Tuesday, October 23, 2007

SPA vs SPA

Spy vs Spy has long been a cartoon staple of Mad Magazine. The two antagonists perpetually try to outsmart and defeat the other, never appreciating the futility of their mutually hopeless quests and dirty tricks.

The Spy vs Spy drama turns up on Wikipedia as SPA vs SPA, where SPA variously stands for Single Purpose Account or Sock Puppet Account. But because it's so easy to create sock puppets on Wikipedia, the embattled characters turn into micro-armies of warring factions.

Most of the SPAs get wiped out, but some SPA vs SPA dramas turn into epic battles that last for weeks, months, or years. The genre has captured the imagination of more than a few observers and critics, many of whom chronicle the more amusing cases on Wikipedia Review. In at least one case, an SPA has been outed as a real cloak-and-dagger character with alleged connections to Britain's MI5 and/or the US CIA.

Monday, October 15, 2007

Mechanism Design vs. Intelligent Design

The Nobel Prize in Economics was awarded today to three researchers who developed an economic theory known as Mechanism Design.

Mechanism Design is a branch of Game Theory that investigates how to design economic systems which induce participants to play both optimally and ethically.

That is, in Mechanism Design, there is no advantage to Gaming the System.

There is a very short article in Wikipedia on Mechanism Design, compared to a very long one on Intelligent Design. The irony is that Mechanism Design is an intelligent application of mathematical analysis of economic systems.

Methinks it would behoove the Wikipedians to spend less time on Intelligent Design and more time on Mechanism Design.

Friday, October 12, 2007

Alexithymia and Acedia

There are some 40 muscles on the face that can be modulated into an estimated ten thousand distinct facial expressions, each one telegraphing some subtly nuanced affective emotional state.

Not surprisingly, the average person's vocabulary lacks names for quite so many affective states.

In 1972, the Harvard Medical School researcher, Peter Sifneos, coined the term Alexithymia, to mean the inability to call up a suitable vocabulary term to name one's current affective emotional state.

With some 10,000 nuanced emotional states, everyone eventually runs out of words to describe how they feel.

Nonetheless, the diligent researcher is wont to stumble upon a useful new word now and then to reduce the exasperating poverty of alexythymia.

There is an interesting word that comes to us from theology that I first heard on the radio last week. Acedia is a word of Greek origin that means spiritual torpor.
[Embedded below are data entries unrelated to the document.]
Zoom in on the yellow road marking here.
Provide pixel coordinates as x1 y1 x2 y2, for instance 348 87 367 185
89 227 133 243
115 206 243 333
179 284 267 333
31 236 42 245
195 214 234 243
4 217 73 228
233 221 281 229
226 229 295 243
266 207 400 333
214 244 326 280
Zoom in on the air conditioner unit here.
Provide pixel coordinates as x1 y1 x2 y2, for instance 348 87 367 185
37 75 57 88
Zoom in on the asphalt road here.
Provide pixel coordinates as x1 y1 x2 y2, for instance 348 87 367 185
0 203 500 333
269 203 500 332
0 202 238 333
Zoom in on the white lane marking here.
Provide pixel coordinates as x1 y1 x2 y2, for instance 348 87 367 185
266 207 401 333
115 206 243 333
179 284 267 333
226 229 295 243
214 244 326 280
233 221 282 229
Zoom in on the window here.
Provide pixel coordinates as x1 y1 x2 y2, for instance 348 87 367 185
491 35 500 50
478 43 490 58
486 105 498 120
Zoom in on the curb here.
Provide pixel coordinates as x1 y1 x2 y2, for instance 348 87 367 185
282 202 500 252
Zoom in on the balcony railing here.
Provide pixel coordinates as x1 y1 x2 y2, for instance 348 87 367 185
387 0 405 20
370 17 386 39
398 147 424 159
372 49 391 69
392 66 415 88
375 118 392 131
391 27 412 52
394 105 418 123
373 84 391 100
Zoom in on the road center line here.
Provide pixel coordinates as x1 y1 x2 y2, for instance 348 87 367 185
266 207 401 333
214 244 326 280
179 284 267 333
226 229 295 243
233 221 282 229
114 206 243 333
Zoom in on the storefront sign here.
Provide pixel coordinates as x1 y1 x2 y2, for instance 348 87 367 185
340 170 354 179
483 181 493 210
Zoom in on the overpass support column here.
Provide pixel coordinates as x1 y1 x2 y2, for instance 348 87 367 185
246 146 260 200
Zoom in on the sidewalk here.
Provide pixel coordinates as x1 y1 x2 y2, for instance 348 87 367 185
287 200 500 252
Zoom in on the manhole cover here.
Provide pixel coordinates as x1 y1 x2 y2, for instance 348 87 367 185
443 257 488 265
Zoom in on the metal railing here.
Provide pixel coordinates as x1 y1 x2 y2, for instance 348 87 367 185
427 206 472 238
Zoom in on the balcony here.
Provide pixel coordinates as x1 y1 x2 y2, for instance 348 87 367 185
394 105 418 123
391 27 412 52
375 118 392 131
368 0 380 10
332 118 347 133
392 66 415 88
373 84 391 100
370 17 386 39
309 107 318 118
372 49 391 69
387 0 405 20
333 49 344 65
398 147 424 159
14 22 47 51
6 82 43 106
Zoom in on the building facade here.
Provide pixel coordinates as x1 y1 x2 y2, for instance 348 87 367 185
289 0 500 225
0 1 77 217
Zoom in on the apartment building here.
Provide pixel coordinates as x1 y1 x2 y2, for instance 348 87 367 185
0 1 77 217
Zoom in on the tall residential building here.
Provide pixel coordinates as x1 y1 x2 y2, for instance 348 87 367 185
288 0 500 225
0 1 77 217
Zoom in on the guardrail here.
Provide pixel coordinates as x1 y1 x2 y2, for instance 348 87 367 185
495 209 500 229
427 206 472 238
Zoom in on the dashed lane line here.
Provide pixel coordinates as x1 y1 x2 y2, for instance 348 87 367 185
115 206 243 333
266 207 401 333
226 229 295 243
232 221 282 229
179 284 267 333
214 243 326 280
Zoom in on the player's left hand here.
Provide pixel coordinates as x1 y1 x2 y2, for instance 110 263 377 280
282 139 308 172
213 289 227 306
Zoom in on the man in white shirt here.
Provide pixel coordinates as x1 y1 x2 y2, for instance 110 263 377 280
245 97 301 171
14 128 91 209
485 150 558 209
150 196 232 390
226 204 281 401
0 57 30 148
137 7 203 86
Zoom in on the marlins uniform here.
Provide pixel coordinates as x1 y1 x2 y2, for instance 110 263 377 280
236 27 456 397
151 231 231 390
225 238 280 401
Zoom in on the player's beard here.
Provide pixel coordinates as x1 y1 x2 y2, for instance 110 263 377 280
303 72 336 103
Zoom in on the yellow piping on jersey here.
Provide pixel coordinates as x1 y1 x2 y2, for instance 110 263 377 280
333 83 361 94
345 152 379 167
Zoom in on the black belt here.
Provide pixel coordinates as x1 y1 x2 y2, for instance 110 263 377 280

Methinks there is a lot of that melancholic malaise going around these days.

Ironically enough, some people pass through an opposite state of being riled up before settling back into the spiritual torpor of acedia.

Somewhere between these two extremes, there must be a divine middle ground of good humored spiritual enthusiasm that is neither reclusively torporous nor obtrusively obnoxious.

Perhaps those with this gift become beloved performing artists.